Bobenstetter macht die Regionalliga zur Champions League

Abschiedsinterview mit Buchbach-Legende

Anton Bobenstetter ist der Macher des TSV Buchbach. In 19 Jahren als Trainer formte er aus dem Dorfklub eine Regionalliga-Hausmarke. Nun ist für ihn die Zeit gekommen um aufzuhören.

„Mister Regionalliga“ könnte man ihn nennen, wie es der sportliche Leiter Georg Hanslmaier getan hat. Kapitän Maxi Hain bezeichnete ihn als eine „Ikone“, für Abteilungsleiter Günther Grübl ist er „phänomenal als Mensch, als Trainer und als Freund“. Als sie Anton Bobenstetter, 57, neulich in Buchbach als Trainer verabschiedet haben, suchte man fast verzweifelt nach immer größeren Superlativen. Weil es kaum Worte gibt für das, was dieser Mann hier geleistet hat. 19 Spielzeiten hat er den einst so unbedeutenden TSV gecoacht, von der C-Klasse bis in die Regionalliga geführt, die höchste Spielklasse im bayerischen Amateurfußball.

Und was könnte das Ausmaß dieses Wunders besser beschreiben als jener 26. Juli 2017, als der TSV Buchbach am 3. Spieltag der Regionalliga die Münchner Löwen geschlagen hat?
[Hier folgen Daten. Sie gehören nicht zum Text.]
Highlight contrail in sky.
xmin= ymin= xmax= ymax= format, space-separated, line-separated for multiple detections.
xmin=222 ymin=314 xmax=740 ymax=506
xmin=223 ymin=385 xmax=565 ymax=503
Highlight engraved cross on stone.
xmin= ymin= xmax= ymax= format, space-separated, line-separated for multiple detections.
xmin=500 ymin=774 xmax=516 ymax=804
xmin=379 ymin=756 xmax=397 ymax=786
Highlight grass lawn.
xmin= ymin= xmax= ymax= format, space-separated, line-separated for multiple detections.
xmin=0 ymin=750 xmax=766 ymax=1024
Bobenstetter hat sich in diesem Moment an die Anfänge erinnert und an ein Gespräch im Sommer 2004 mit Felix Brych, dem heutigen FIFA-Referee. 1860 war gerade aus der Bundesliga abgestiegen, Buchbach noch in der Landesliga und Bobenstetter unkte: „Bevor die wieder mal ein Punktspiel gegen die Bayern machen, spielen sie eher gegen uns.“ Wahrscheinlich aber hat er selbst nicht geglaubt, als bekennender Sechziger-Fan schon gar nicht gehofft, dass es 13 Jahre später Wirklichkeit werden sollte.
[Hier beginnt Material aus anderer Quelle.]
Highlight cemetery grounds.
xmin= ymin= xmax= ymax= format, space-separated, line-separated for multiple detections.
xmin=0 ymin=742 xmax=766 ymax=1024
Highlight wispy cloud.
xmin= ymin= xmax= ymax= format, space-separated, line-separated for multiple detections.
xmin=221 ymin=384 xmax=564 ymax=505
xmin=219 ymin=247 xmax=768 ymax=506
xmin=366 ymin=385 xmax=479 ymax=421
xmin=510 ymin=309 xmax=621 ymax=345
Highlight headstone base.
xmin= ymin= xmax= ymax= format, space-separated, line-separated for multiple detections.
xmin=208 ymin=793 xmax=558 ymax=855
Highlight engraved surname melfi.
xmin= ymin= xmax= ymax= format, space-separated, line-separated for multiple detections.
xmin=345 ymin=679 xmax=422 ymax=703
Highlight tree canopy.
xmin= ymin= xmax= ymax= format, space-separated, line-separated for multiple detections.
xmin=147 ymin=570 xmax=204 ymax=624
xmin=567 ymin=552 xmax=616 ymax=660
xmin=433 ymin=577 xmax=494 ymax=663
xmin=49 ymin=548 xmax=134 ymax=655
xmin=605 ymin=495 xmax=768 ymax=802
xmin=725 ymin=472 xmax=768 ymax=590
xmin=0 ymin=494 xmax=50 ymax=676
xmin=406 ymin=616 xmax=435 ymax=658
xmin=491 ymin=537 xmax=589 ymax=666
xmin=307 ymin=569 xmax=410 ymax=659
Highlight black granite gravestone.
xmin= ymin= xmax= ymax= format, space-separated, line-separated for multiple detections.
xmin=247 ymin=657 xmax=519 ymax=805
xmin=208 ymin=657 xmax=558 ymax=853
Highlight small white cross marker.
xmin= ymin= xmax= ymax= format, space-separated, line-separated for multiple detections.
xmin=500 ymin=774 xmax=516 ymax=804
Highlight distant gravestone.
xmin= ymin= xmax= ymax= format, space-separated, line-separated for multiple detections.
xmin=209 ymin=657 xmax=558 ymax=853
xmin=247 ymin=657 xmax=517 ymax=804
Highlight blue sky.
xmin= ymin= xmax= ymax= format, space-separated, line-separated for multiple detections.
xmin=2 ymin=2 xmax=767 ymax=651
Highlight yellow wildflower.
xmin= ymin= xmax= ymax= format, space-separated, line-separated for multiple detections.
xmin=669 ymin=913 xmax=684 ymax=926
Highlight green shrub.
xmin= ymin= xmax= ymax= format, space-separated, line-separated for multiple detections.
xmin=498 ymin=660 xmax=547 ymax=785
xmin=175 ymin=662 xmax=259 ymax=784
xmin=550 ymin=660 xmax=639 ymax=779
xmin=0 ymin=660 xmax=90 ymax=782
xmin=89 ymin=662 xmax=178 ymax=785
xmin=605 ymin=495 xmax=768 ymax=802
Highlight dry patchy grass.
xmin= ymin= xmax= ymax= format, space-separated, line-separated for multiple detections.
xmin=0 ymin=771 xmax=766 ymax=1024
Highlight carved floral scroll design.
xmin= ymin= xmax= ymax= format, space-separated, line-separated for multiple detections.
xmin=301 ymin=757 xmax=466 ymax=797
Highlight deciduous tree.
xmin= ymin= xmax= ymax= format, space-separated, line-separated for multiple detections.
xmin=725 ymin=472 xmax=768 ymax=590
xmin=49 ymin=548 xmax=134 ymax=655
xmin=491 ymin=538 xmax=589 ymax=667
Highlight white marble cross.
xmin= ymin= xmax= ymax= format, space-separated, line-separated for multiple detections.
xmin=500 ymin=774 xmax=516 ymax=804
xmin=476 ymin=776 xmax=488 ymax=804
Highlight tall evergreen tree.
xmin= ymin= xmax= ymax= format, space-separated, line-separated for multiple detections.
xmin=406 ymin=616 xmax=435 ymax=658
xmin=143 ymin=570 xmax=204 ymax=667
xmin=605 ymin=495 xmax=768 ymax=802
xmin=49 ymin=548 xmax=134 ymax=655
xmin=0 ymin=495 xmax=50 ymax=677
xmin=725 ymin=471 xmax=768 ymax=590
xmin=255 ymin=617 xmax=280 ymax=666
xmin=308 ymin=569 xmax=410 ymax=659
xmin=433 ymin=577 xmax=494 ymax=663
Bobenstetters Highlight war Sieg gegen den TSV 1860 München

Der Sieg gegen Daniel Bierofkas Löwen war natürlich ein Highlight in Bobenstetters langer Trainerkarriere, er nennt aber auch den Sieg gegen Jahn Regensburg im Jahr zuvor, der bundesweit live im Fernsehen gezeigt wurde, ach, sagt er dann, „es gab so viele Höhepunkte, eigentlich weiß ich ja gar nicht, wo ich da anfangen soll.“

Also zurück zum Anfang. 1995 hat der damals 34 Jahre alte Bobenstetter den Trainerjob in seiner Heimatgemeinde Buchbach übernommen, ganz unten, in der C-Klasse: „13 Feldspieler hatten wir und keine zweite Mannschaft.“ Trotzdem gewann man 3:2 gegen die Ampfinger Reserve und blieb satte 75 Spiele ungeschlagen. Eintrag ins Guinness-Buch der Rekorde, Einladung ins ZDF-Sportstudio, Buchbach, dieses knapp 3000 Einwohner zählende Kaff im Landkreis Mühldorf, war weit über Bayerns Grenzen hinaus bekannt geworden.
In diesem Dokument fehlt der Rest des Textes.